Having released two albums, The Modern Dance and Dub Housing, in 1978, which have gone on to achieve immortal status in post-punk history (despite Ubu being pre-punk), Pere Ubu were at the top of their game in 1979, the height of their unique powers.
Everything about New Picnic Time suggests a group pushing upward, Allen Ravenstine’s abstract synthwaves and Tom Herman’s nerve-shredding guitars chasing the heights of David Thomas’s wobbly, exploratory falsetto. ‘These are the best times of all’, sings Thomas on Kingdom Come; however, it’s a declaration drenched in irony. The recording sessions for the album had been fractious, apparently, and guitarist Herman left, taking with him Ubu’s strongest connection to the rock world.
He was replaced on 1981’s The Art Of Walking by Mayo Thompson, whose playing was less serrated, more zig-zag, Beefheartian. This gave more space for Thomas’s lyrical peregrinations and, shadowed by the synaptic burblings of Ravenstine’s synthesiser, and a more arrhythmical approach, many critics felt that Ubu had washed up on the remote island of whimsy.

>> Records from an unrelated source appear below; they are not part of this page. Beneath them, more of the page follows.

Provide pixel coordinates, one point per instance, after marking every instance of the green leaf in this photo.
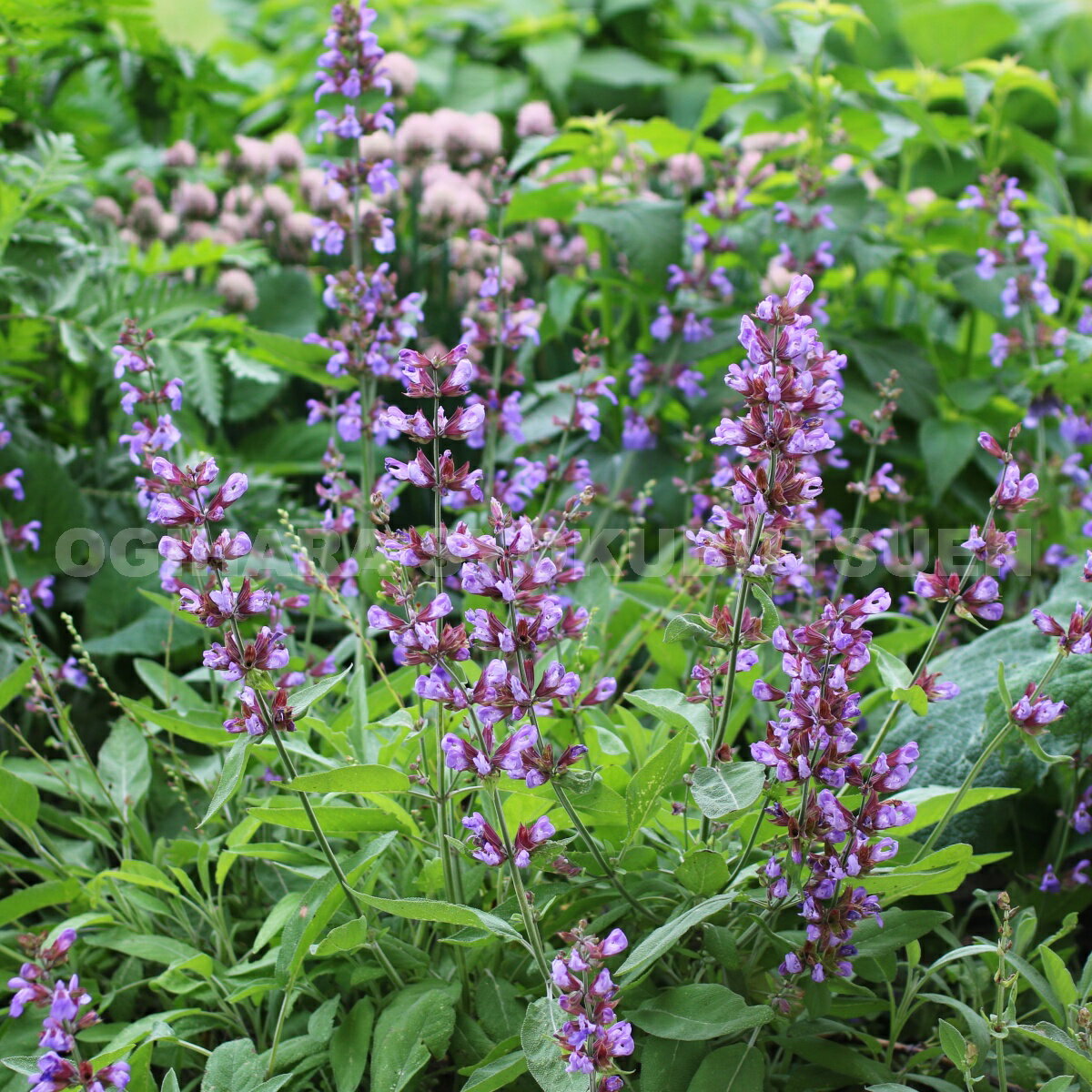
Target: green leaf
(333, 820)
(540, 1047)
(352, 779)
(16, 906)
(554, 58)
(932, 802)
(305, 697)
(432, 910)
(699, 1013)
(644, 795)
(900, 928)
(235, 764)
(349, 1046)
(124, 765)
(945, 34)
(318, 905)
(25, 1064)
(665, 937)
(915, 697)
(19, 801)
(737, 1068)
(960, 727)
(498, 1074)
(200, 729)
(622, 68)
(1063, 1044)
(233, 1067)
(415, 1024)
(672, 708)
(15, 682)
(947, 447)
(703, 872)
(667, 1065)
(954, 1044)
(1058, 976)
(648, 233)
(687, 628)
(729, 789)
(895, 672)
(936, 874)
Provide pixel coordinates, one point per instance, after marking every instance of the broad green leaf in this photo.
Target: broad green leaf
(648, 233)
(895, 672)
(498, 1074)
(1063, 1044)
(953, 1043)
(900, 928)
(352, 779)
(235, 764)
(688, 627)
(15, 683)
(432, 910)
(937, 874)
(644, 794)
(703, 872)
(19, 801)
(318, 905)
(15, 907)
(665, 937)
(672, 708)
(699, 1013)
(727, 789)
(124, 765)
(945, 35)
(349, 1046)
(307, 696)
(233, 1067)
(414, 1025)
(205, 729)
(932, 802)
(915, 697)
(540, 1047)
(667, 1065)
(1058, 976)
(332, 819)
(736, 1068)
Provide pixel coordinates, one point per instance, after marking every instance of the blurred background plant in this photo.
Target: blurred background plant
(667, 164)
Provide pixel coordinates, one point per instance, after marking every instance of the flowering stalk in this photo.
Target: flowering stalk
(38, 986)
(593, 1036)
(787, 382)
(956, 592)
(1031, 713)
(180, 498)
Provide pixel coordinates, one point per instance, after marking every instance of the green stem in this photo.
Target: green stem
(594, 850)
(983, 758)
(530, 923)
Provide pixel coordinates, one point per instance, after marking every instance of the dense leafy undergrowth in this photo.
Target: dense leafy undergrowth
(596, 604)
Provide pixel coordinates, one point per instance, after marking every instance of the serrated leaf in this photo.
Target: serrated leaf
(672, 709)
(124, 765)
(352, 779)
(540, 1047)
(19, 801)
(235, 764)
(15, 682)
(644, 795)
(729, 789)
(349, 1046)
(698, 1013)
(414, 1025)
(666, 936)
(689, 627)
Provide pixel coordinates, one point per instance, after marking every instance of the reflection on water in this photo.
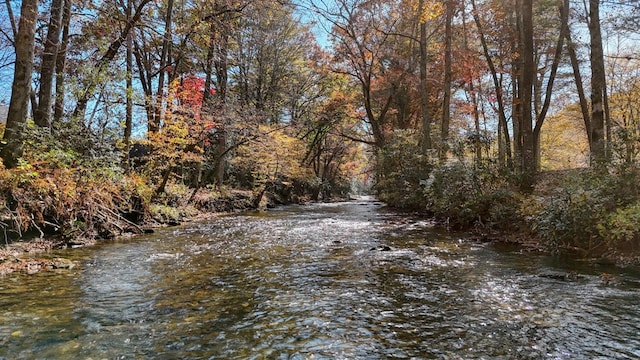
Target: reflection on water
(324, 281)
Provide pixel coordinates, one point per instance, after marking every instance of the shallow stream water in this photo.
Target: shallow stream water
(348, 280)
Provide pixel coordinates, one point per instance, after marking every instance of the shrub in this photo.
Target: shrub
(401, 170)
(571, 217)
(621, 228)
(472, 196)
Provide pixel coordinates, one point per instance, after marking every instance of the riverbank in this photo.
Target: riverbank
(26, 250)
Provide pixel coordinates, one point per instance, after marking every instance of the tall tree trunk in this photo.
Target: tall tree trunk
(128, 122)
(61, 61)
(497, 83)
(11, 147)
(222, 77)
(11, 18)
(106, 58)
(528, 71)
(584, 105)
(516, 85)
(540, 117)
(596, 59)
(446, 103)
(424, 94)
(42, 114)
(154, 126)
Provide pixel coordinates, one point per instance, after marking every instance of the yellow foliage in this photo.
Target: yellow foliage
(430, 10)
(563, 141)
(273, 155)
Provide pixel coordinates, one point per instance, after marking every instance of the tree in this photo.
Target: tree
(446, 101)
(598, 85)
(528, 164)
(42, 113)
(11, 146)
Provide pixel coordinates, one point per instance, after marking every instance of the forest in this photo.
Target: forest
(516, 120)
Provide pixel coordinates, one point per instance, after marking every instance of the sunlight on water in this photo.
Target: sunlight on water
(323, 281)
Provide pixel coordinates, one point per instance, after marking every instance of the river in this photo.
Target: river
(349, 280)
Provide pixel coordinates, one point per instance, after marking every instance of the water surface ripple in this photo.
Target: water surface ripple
(325, 281)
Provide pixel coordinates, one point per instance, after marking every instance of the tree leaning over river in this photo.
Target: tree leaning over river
(174, 104)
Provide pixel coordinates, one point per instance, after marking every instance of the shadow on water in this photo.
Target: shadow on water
(335, 281)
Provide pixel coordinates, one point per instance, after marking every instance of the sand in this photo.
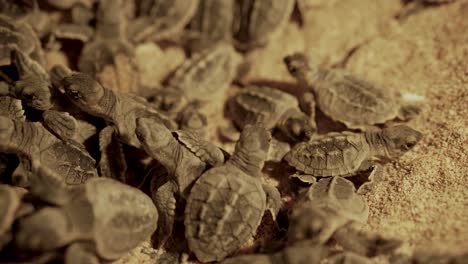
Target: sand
(423, 197)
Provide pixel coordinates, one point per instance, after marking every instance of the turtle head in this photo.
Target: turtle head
(251, 150)
(296, 126)
(47, 229)
(169, 100)
(400, 139)
(83, 90)
(298, 66)
(307, 223)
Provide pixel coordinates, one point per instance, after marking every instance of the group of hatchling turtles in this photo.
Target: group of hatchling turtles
(92, 163)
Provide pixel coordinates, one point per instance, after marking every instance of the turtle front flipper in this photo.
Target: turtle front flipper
(47, 186)
(273, 200)
(80, 252)
(62, 124)
(112, 163)
(33, 84)
(363, 243)
(163, 194)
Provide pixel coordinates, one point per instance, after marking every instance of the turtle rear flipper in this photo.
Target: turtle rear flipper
(273, 200)
(112, 163)
(163, 194)
(62, 124)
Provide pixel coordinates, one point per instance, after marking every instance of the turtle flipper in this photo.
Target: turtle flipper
(47, 229)
(112, 163)
(61, 124)
(164, 198)
(47, 186)
(78, 253)
(273, 200)
(365, 244)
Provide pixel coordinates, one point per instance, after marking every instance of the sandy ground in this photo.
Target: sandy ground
(423, 198)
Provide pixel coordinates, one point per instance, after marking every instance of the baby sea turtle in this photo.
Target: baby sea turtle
(274, 109)
(227, 203)
(198, 86)
(110, 56)
(161, 19)
(345, 97)
(118, 108)
(346, 153)
(211, 24)
(71, 162)
(331, 208)
(102, 218)
(184, 155)
(255, 21)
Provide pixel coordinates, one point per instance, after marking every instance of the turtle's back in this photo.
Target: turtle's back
(71, 162)
(223, 211)
(261, 104)
(123, 216)
(353, 101)
(336, 154)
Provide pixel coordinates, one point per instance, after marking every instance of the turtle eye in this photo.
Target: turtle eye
(75, 95)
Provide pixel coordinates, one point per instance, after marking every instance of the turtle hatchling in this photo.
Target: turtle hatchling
(332, 208)
(71, 162)
(120, 109)
(347, 154)
(102, 218)
(345, 97)
(185, 156)
(274, 109)
(227, 203)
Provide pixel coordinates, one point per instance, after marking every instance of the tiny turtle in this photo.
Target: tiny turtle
(110, 56)
(255, 21)
(211, 24)
(346, 153)
(102, 218)
(273, 108)
(227, 203)
(118, 108)
(184, 155)
(347, 98)
(161, 19)
(32, 140)
(198, 86)
(331, 208)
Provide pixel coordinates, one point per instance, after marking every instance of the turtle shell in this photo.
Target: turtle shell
(335, 154)
(207, 74)
(223, 211)
(353, 101)
(123, 216)
(203, 149)
(261, 104)
(339, 194)
(9, 203)
(71, 162)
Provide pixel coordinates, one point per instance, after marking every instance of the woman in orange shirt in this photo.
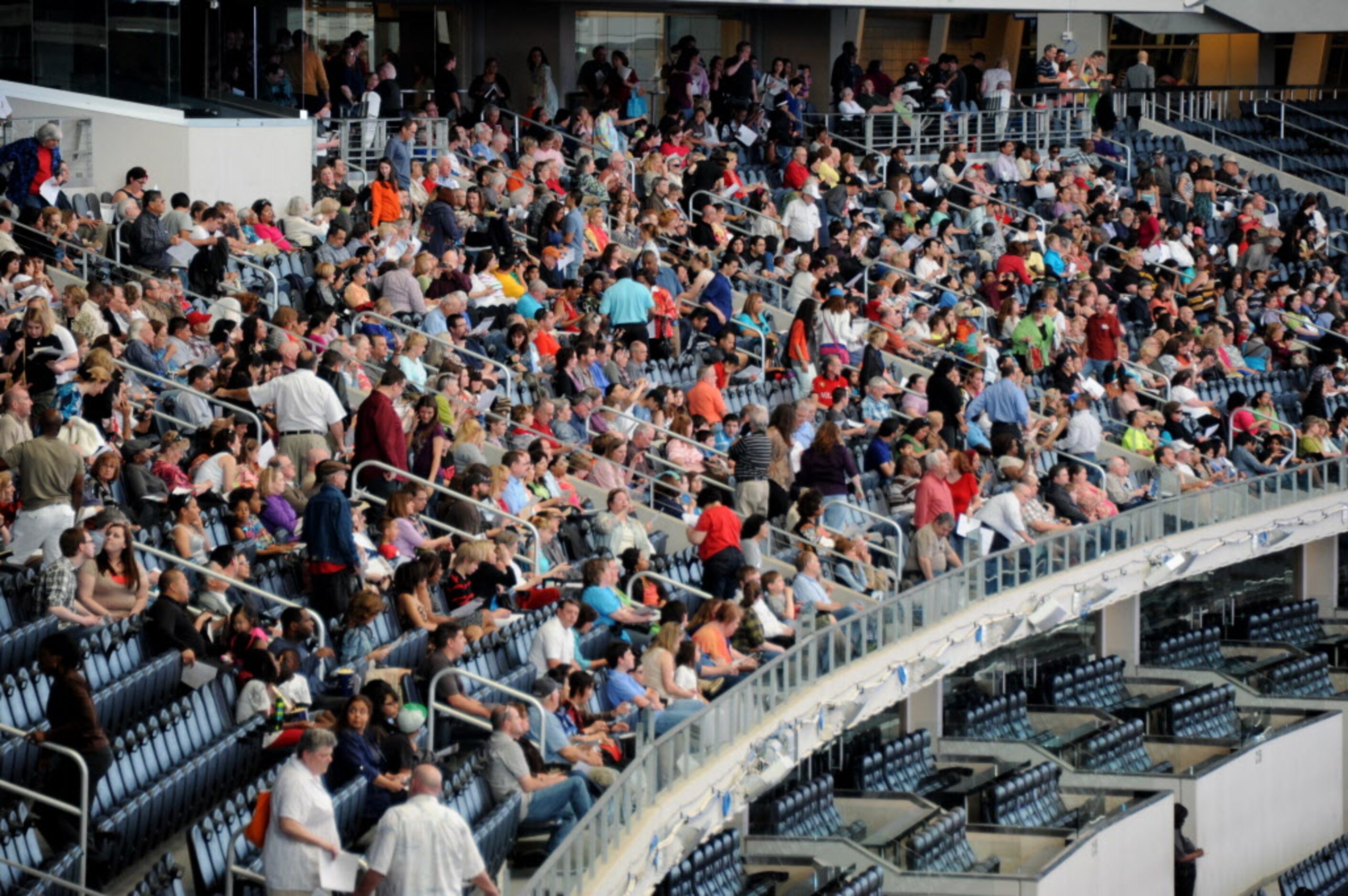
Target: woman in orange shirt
(715, 640)
(385, 201)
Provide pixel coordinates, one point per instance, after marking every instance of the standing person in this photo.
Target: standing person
(447, 88)
(73, 723)
(50, 491)
(379, 434)
(302, 825)
(753, 455)
(1187, 856)
(35, 161)
(309, 414)
(424, 846)
(335, 561)
(1139, 81)
(717, 540)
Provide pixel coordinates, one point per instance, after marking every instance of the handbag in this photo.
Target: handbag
(256, 831)
(835, 348)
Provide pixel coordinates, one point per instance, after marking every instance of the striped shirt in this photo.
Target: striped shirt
(753, 453)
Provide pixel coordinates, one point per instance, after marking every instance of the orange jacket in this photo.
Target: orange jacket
(385, 204)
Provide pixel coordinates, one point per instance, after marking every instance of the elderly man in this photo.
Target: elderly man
(408, 836)
(550, 797)
(932, 553)
(1121, 487)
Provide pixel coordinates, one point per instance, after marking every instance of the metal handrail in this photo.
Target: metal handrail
(83, 810)
(184, 387)
(948, 594)
(449, 345)
(272, 275)
(445, 490)
(321, 630)
(519, 696)
(41, 875)
(1283, 120)
(658, 429)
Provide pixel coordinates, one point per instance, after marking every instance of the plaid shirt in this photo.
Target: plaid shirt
(56, 588)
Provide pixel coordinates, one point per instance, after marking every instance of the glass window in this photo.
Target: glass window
(641, 35)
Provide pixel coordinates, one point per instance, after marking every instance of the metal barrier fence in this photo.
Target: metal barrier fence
(701, 739)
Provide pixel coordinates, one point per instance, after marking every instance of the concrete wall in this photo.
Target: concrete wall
(233, 159)
(1134, 854)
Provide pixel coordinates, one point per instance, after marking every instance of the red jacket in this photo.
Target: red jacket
(379, 436)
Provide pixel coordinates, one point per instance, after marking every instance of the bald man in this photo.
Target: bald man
(424, 846)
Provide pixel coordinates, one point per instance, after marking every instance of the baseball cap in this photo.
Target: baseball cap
(328, 468)
(411, 717)
(545, 688)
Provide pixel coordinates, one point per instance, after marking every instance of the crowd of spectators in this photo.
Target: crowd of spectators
(553, 334)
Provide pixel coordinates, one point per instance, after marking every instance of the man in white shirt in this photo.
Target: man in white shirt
(308, 410)
(1084, 432)
(556, 643)
(801, 219)
(1003, 166)
(424, 846)
(1002, 514)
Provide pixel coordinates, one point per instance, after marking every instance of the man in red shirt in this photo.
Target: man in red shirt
(933, 495)
(796, 173)
(830, 380)
(717, 538)
(1105, 334)
(379, 434)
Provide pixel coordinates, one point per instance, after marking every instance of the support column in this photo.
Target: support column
(927, 709)
(1011, 31)
(1315, 574)
(940, 35)
(1119, 631)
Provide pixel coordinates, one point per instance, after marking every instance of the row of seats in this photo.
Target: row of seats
(210, 836)
(716, 868)
(1118, 750)
(943, 845)
(992, 717)
(1191, 650)
(905, 764)
(165, 879)
(19, 844)
(869, 883)
(1029, 798)
(1096, 684)
(1206, 713)
(805, 810)
(170, 769)
(1300, 677)
(1290, 623)
(1324, 872)
(19, 645)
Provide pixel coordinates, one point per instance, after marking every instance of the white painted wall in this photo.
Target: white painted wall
(1269, 808)
(233, 159)
(1131, 856)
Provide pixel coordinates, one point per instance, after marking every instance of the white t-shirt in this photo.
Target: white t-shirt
(553, 642)
(301, 797)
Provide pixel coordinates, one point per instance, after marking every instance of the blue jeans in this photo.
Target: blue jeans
(835, 511)
(567, 802)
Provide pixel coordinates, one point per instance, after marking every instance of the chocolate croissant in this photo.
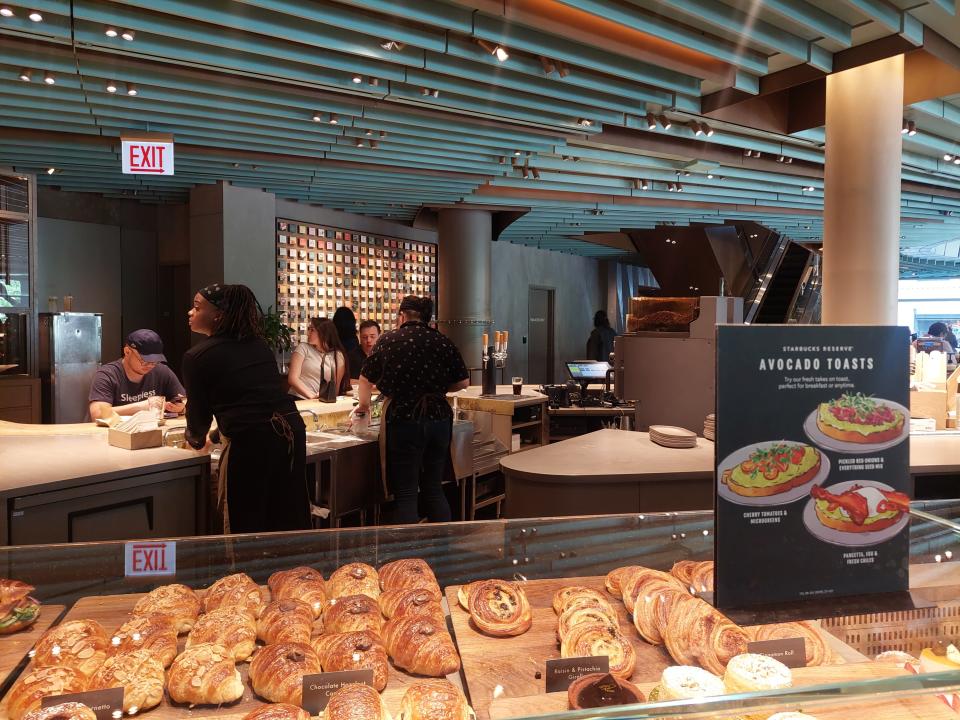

When 1982’s Songs Of The Bailing Man came out, it was caustically dubbed Songs Of The Boring Men by NME. They were wrong, and it’s only now that we can see Thomas was just beginning to establish a vast, existential lyrical heartland of his own, which he wanders to this day. With a disc including live outtakes and priceless B-sides, this is an essential collection.